Decision: Treat Figma-to-DTCG conversion as an explicit, isolated pipeline stage rather than inline preprocessing. Trade-off: Adds a processing step and requires maintaining a mapping layer that tracks Figma's export format. Outcome: Clean separation between "Figma's world" and "the token system." If Figma changes their variable export structure, only the normalizer needs updating — the resolver and transformer are unaffected. Also enables non-Figma inputs (JSON files, API responses) to enter the pipeline at the same boundary.
Decision: Extract themes (light/dark/brand) during token resolution, producing separate token sets per theme — not at the CSS output level. Trade-off: Increases the number of output artifacts (one file per theme per format). Requires consumers to load the correct theme set. Outcome: Each theme output is a complete, self-contained token set. No CSS specificity conflicts between themes. Runtime switching uses data attributes ([data-theme="dark"]) scoping CSS custom properties. Themes can be loaded on demand, reducing initial payload.
The pipeline processes tokens through six stages. Each stage receives typed input from the previous stage and produces typed output for the next. The UI reflects pipeline state in real-time with debounced updates — changes propagate through all stages without blocking interaction.
Figma variables are extracted via plugin → the Normalizer converts Figma's proprietary collection/mode structure into valid DTCG JSON → the Resolver walks alias chains and flattens all references to concrete values → the Transformer generates target formats (CSS custom properties, SCSS variables, JSON) → the Preview renders output as live CSS applied to sample components → the user exports final artifacts. Each boundary is typed — if a stage produces malformed output, the next stage fails explicitly rather than propagating bad data.
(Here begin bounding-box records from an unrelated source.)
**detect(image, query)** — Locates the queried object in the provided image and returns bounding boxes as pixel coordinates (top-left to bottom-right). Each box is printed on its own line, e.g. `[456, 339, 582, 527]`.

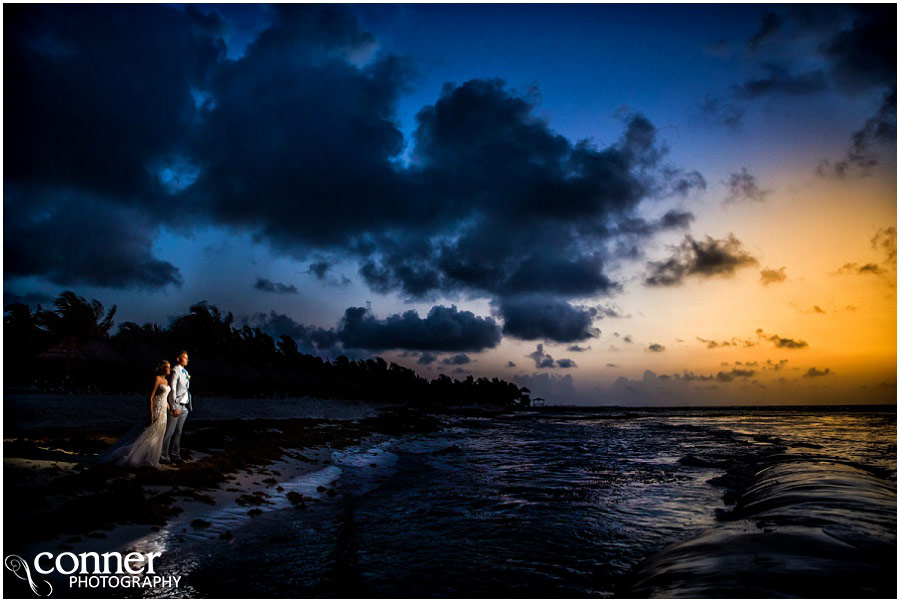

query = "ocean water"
[141, 407, 897, 598]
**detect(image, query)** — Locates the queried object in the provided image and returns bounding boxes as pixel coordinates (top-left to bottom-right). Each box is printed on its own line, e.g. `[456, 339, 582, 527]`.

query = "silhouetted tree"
[4, 291, 529, 406]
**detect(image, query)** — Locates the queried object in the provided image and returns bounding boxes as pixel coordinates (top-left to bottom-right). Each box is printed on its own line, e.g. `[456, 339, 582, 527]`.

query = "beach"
[4, 397, 896, 598]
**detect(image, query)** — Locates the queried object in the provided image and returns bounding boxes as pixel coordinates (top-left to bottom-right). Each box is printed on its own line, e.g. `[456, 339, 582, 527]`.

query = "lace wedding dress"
[97, 384, 170, 468]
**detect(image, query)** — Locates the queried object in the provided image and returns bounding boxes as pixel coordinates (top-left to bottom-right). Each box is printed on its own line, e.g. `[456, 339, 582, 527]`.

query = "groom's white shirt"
[168, 365, 191, 408]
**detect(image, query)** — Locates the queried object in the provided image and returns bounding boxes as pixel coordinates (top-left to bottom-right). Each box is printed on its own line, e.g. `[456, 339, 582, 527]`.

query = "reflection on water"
[145, 409, 896, 597]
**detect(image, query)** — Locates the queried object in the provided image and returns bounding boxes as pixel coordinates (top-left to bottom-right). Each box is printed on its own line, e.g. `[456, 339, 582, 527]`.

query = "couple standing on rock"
[97, 351, 193, 468]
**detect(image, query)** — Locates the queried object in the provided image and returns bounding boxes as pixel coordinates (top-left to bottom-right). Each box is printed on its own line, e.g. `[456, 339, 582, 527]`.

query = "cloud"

The plugin reads Figma's variable collections, modes, and alias references, then serializes them as structured JSON. This raw export preserves Figma's hierarchy (collections → modes → variables) without interpretation — normalization happens in the next stage, keeping the plugin thin and focused on data extraction.
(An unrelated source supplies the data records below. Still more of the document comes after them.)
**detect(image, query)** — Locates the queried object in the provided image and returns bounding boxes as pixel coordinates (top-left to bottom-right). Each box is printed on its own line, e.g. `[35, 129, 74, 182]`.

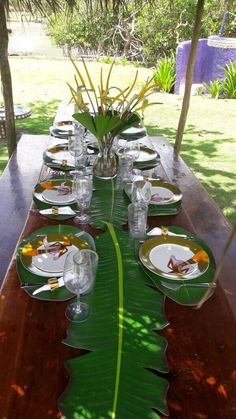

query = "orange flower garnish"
[41, 180, 53, 189]
[193, 250, 209, 262]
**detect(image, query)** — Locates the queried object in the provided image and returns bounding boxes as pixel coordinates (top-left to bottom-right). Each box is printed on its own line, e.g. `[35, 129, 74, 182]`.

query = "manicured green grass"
[0, 58, 236, 224]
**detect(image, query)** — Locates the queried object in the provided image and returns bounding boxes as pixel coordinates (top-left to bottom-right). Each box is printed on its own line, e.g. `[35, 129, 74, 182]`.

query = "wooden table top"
[0, 136, 236, 419]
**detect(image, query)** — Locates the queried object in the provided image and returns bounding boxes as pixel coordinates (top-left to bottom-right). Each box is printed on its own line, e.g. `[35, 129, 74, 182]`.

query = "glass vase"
[93, 134, 118, 179]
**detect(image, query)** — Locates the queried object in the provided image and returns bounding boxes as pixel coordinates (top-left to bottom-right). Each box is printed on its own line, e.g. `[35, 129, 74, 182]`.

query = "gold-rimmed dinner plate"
[34, 179, 75, 205]
[20, 233, 89, 277]
[42, 189, 75, 205]
[139, 236, 209, 280]
[45, 144, 74, 166]
[150, 180, 183, 205]
[119, 146, 158, 163]
[53, 123, 74, 133]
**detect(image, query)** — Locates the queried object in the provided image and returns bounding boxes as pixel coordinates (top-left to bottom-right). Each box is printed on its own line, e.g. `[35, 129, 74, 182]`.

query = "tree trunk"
[174, 0, 205, 153]
[0, 1, 16, 157]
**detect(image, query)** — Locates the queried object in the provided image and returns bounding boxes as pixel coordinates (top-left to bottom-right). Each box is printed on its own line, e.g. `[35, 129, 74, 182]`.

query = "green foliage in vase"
[68, 58, 160, 140]
[153, 55, 175, 93]
[222, 61, 236, 99]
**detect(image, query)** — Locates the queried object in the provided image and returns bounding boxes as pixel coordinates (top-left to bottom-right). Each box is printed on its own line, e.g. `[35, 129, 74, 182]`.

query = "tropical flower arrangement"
[68, 58, 156, 177]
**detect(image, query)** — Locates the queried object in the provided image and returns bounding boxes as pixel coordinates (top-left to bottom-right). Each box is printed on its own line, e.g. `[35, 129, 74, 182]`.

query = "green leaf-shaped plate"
[33, 177, 78, 221]
[137, 226, 216, 306]
[43, 145, 74, 171]
[16, 224, 96, 301]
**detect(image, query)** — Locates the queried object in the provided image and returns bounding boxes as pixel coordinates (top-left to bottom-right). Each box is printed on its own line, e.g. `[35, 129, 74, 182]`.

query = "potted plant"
[68, 58, 156, 178]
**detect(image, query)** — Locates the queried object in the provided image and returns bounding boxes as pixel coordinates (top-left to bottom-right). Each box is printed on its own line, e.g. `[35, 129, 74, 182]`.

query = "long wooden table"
[0, 136, 236, 419]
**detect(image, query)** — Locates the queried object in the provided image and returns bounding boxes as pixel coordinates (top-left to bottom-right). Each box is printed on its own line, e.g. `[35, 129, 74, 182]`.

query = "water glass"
[119, 154, 133, 183]
[72, 175, 93, 224]
[63, 249, 98, 323]
[131, 180, 152, 205]
[124, 140, 140, 162]
[128, 202, 148, 239]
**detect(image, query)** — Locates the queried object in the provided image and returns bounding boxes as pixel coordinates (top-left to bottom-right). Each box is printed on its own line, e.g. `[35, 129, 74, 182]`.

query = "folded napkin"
[33, 277, 64, 295]
[52, 159, 75, 167]
[147, 227, 188, 238]
[39, 207, 76, 215]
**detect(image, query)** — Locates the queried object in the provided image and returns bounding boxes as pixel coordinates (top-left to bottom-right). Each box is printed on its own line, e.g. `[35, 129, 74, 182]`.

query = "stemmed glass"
[131, 180, 152, 205]
[72, 176, 93, 224]
[63, 249, 98, 323]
Resolved tokens are applied to a component sandbox as CSS custom properties in real-time. The preview uses requestAnimationFrame-throttled updates to reflect pipeline changes without layout thrashing. Users see exactly what the generated tokens look like when applied to real UI elements — buttons, cards, typography — before exporting.

A supporting capability that validates token names against the DTCG schema structure. Teams test their naming conventions (category.property.variant.state) before committing to a structure, catching naming inconsistencies at authoring time rather than after tokens propagate through the system.
Measured and observed outcomes from building, testing, and demonstrating the pipeline:

Design systems are maturing, but the tooling between Figma and production code has not kept pace. Most teams rely on manual processes or loosely connected plugins that produce inconsistent results. The gap is structural: Figma speaks one language (collections, modes, local variables), code speaks another (CSS properties, SCSS maps, JSON dictionaries), and there is no reliable translation layer between them.
Token pipelines solve this by treating the translation as a first-class engineering problem, not a design task, not a manual handoff step, but a deterministic system with typed stages, alias resolution, theme extraction, and multi-format output. Startoken is a working implementation of this idea: a pipeline that takes raw Figma variables and produces production-ready tokens without manual intervention. This is the infrastructure that modern design systems need but rarely build.